A dataframe containing the following columns:

  • time (as.time_period + group_unique) - A (usually complete) set of singular observations per unit time as a `time_period`

  • class (factor) - A factor specifying the type of observation. This will be things like variant, or serotype, for a multinomial model. Any missing data points are ignored.

  • proportion.0.5 (proportion) - median estimate of proportion (true scale)

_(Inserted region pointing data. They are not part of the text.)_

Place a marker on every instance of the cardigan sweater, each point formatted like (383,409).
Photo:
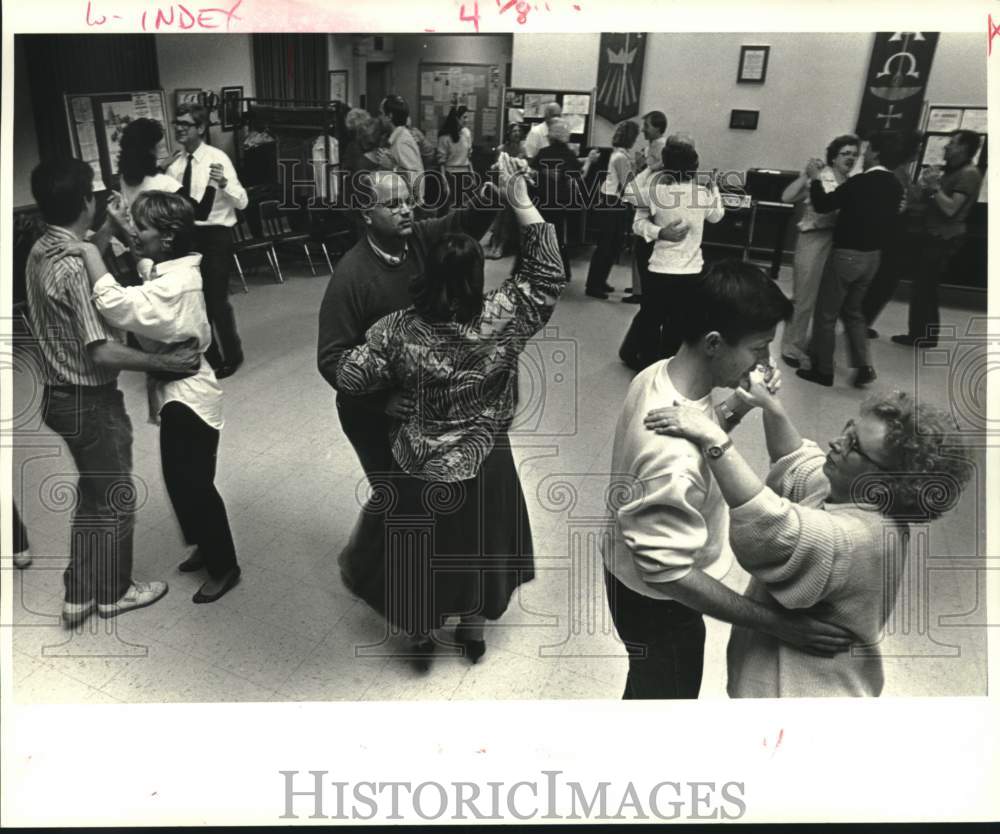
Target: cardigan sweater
(841,561)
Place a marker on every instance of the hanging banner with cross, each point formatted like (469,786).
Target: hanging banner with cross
(897,78)
(619,75)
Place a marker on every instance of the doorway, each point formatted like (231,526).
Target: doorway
(378,84)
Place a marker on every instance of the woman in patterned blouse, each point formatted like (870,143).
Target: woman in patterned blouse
(439,551)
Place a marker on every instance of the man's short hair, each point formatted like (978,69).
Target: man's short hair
(166,213)
(396,108)
(657,119)
(734,299)
(198,112)
(969,140)
(61,188)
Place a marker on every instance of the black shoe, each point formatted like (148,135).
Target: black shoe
(193,562)
(472,649)
(864,376)
(232,579)
(812,375)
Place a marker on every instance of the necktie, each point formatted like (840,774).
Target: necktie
(186,180)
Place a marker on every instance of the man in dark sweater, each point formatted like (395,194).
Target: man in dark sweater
(868,204)
(371,281)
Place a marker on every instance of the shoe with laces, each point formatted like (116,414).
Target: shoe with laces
(139,595)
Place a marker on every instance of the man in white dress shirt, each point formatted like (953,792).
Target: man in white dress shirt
(538,136)
(213,236)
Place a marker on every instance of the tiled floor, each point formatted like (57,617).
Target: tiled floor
(291,632)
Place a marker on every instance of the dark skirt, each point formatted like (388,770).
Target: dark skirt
(423,551)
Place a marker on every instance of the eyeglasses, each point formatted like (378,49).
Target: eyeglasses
(399,207)
(851,436)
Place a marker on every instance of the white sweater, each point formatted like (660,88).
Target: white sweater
(669,514)
(667,202)
(829,558)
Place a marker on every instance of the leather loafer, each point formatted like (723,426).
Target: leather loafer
(231,581)
(812,375)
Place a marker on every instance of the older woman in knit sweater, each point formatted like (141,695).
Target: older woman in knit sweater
(827,532)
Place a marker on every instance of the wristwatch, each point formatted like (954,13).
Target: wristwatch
(716,452)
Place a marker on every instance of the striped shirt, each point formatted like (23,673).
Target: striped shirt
(462,376)
(63,317)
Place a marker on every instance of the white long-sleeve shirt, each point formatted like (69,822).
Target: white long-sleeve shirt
(669,514)
(667,202)
(841,561)
(168,308)
(227,200)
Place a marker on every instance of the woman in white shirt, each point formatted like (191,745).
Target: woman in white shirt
(454,147)
(615,214)
(813,247)
(167,309)
(675,265)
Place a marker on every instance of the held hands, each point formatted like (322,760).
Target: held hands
(687,422)
(216,175)
(400,405)
(812,636)
(674,232)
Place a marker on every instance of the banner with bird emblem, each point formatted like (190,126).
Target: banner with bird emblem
(897,78)
(619,75)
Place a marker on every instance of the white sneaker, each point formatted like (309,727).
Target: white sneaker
(75,613)
(139,595)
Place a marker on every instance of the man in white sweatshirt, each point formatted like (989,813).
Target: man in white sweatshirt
(668,549)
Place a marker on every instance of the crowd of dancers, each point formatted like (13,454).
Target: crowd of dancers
(424,362)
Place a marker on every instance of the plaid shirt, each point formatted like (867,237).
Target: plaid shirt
(63,317)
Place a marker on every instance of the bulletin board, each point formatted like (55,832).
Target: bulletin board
(939,121)
(524,105)
(96,120)
(477,86)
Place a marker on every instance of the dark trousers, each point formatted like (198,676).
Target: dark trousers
(665,642)
(189,450)
(933,257)
(20,534)
(368,432)
(846,279)
(216,246)
(665,302)
(98,432)
(615,219)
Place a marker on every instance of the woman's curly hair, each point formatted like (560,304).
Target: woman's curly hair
(929,464)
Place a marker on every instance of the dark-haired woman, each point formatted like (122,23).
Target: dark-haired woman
(454,148)
(674,265)
(452,526)
(814,244)
(615,215)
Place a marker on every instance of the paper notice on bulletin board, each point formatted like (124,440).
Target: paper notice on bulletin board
(576,105)
(88,141)
(82,110)
(98,178)
(974,119)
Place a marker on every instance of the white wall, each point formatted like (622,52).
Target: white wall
(812,92)
(205,62)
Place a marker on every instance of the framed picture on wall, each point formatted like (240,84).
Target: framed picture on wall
(338,85)
(753,64)
(186,97)
(230,107)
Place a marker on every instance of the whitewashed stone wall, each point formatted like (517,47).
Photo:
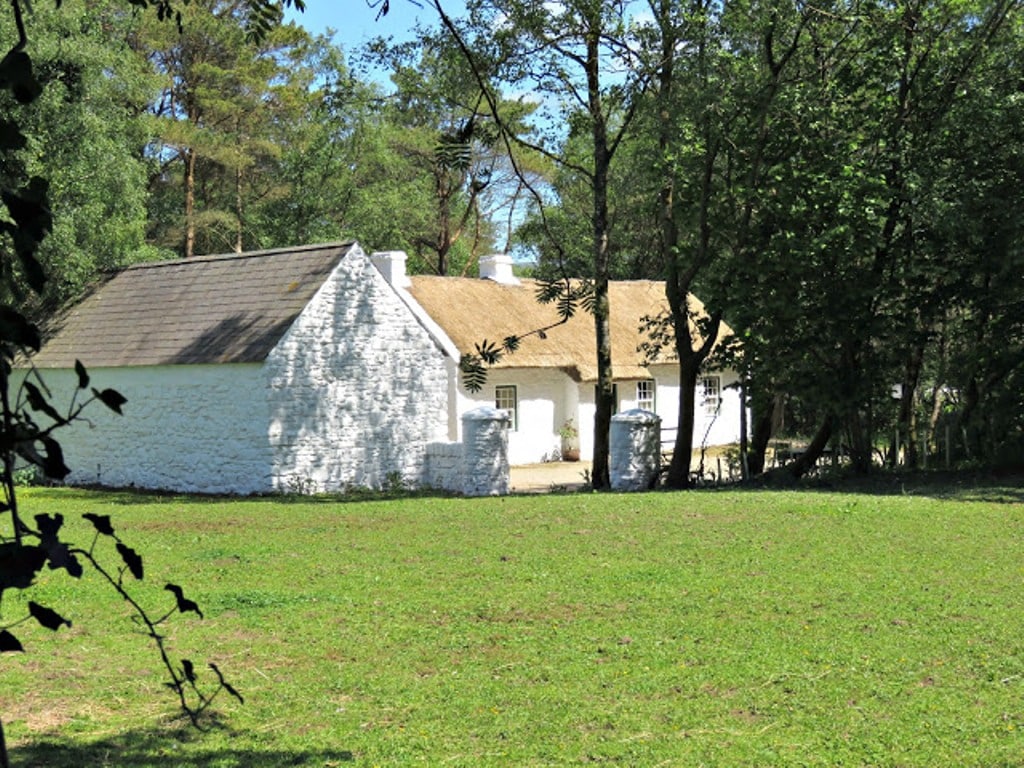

Must be grouped by: class (exactly).

No default value.

...

Arguments passed on to geom_events

mapping

a ggplot2::aes mapping. Most importantly setting the colour to something if there are multiple incidence timeseries in the plot

events

Significant events or time spans

A dataframe containing the following columns:

  • label (character) - the event label

  • start (date) - the start date, or the date of the event

  • end (date) - the end date or NA if a single event

No mandatory groupings.

A default value is defined.

normalise

make sure the probabilities add up to one - this can be a bad idea if you know you may have missing values.

Value

a ggplot

Examples

tmp = growthrates::england_covid %>%
  growthrates::proportion_locfit_model(window=21) %>%
  dplyr::glimpse()
#> Rows: 26,790
#> Columns: 12
#> Groups: class [19]
#> $ class                  <fct> 00_04, 00_04, 00_04, 00_04, 00_04, 00_04, 00_04…
#> $ time                   <time_prd> 0, 1, 2, 3, 4, 5, 6, 7, 8, 9, 10, 11, 12, …
#> $ proportion.fit         <dbl> -13.433629, -13.178345, -12.898497, -12.600007,…
#> $ proportion.se.fit      <dbl> 51.598289, 49.954079, 48.024633, 45.878749, 43.…
#> $ proportion.0.025       <dbl> 1.759164e-50, 5.698079e-49, 3.308357e-47, 2.991…
#> $ proportion.0.5         <dbl> 1.465037e-06, 1.891110e-06, 2.501801e-06, 3.371…
#> $ proportion.0.975       <dbl> 1.0000000, 1.0000000, 1.0000000, 1.0000000, 1.0…
#> $ relative.growth.fit    <dbl> 0.24102860, 0.24048966, 0.23901181, 0.23680352,…
#> $ relative.growth.se.fit <dbl> 1.2309119, 1.2257057, 1.2114298, 1.1900979, 1.1…
#> $ relative.growth.0.025  <dbl> -2.1715143, -2.1618494, -2.1353470, -2.0957455,…
#> $ relative.growth.0.5    <dbl> 0.24102860, 0.24048966, 0.23901181, 0.23680352,…
#> $ relative.growth.0.975  <dbl> 2.6535715, 2.6428288, 2.6133706, 2.5693525, 2.5…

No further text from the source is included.